The observational effects of Dyson Spheres
Based on thermodynamic principles, some of the energy harvested by the sphere must be radiated away as waste heat. This is expected to be detectable as strong mid-infrared thermal radiation. Project Hephaistos primarily focused on detecting this waste heat, especially for Dyson Spheres operating at temperatures between 100K and 1000K or -173°C to 726°C, which would produce a significant excess in mid-infrared wavelengths, which would be covered by NASA’s Wide-field Infrared Survey Explorer (WISE) mission launched in 2009.
The Dyson Sphere would also block or obscure some of the direct starlight, making the host star appear less luminous than it should. The amount of dimming depends on something called the ‘covering factor’, which represents the fraction of starlight being intercepted, or the level of ‘completion’ of the sphere. A partial Dyson Sphere, would cause fluctuations in the luminosity of the star as different numbers of panels pass in front of it from the vantage point of Earth instruments. However, the detectability of such a signal depends on the size of components, a swarm of many small objects may appear as a translucent screen without causing significant variability.
The Hunt for Dyson Spheres
The search for any of these signatures, waste heat, the optical dimming or the luminosity variation are all considered forms of Dysonian Technosignature Hunting, which has the advantage of not relying on the civilisation’s desire to communicate with us. Project Hephaistos was an initiative designed to conduct the largest search to date of partial Dyson Spheres by leveraging massive astronomical catalogues from missions such as Gaia, 2MASS and WISE. The project was conducted in three distinct phases.
In Phase 1, the project focused on setting conservative limits on the prevalence of partial Dyson Spheres in the Milky Way. 290 million stars were analysed to determine what fraction could potentially host a Dyson Sphere. In a sample of 270,000 stars within 100 parsecs or 326 lightyears of the Earth, less than one in 50,000 could host a 300K or 27°C Dyson Sphere at 90 percent completion. These limits were derived by identifying the number of stars that fell into regions of colour-magnitude diagrams consistent with Dyson Sphere models, without attempting to identify specific conditions.
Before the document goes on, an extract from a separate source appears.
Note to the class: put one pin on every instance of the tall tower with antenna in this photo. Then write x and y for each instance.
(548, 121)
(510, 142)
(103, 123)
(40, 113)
The second phase of the project shifted to focus on building a catalogue of potential Dyson Sphere candidates from a sample of five million stars within 300 parsecs or 978 lightyears of the Earth. A sophisticated pipeline was developed to identify sources with an infrared excess consistent with Dyson Sphere models while filtering out natural sources. This process involved a grid search of Dyson Sphere models, a convolutional neural network (CNN) to reject sources in nebular regions, cuts based on stellar variability and astrometric quality. Ultimately, the extensive filtering process yielded seven candidates (designated as A-G), all of which are M-dwarf stars exhibiting an excess of Mid-Infrared radiation of uncertain origin.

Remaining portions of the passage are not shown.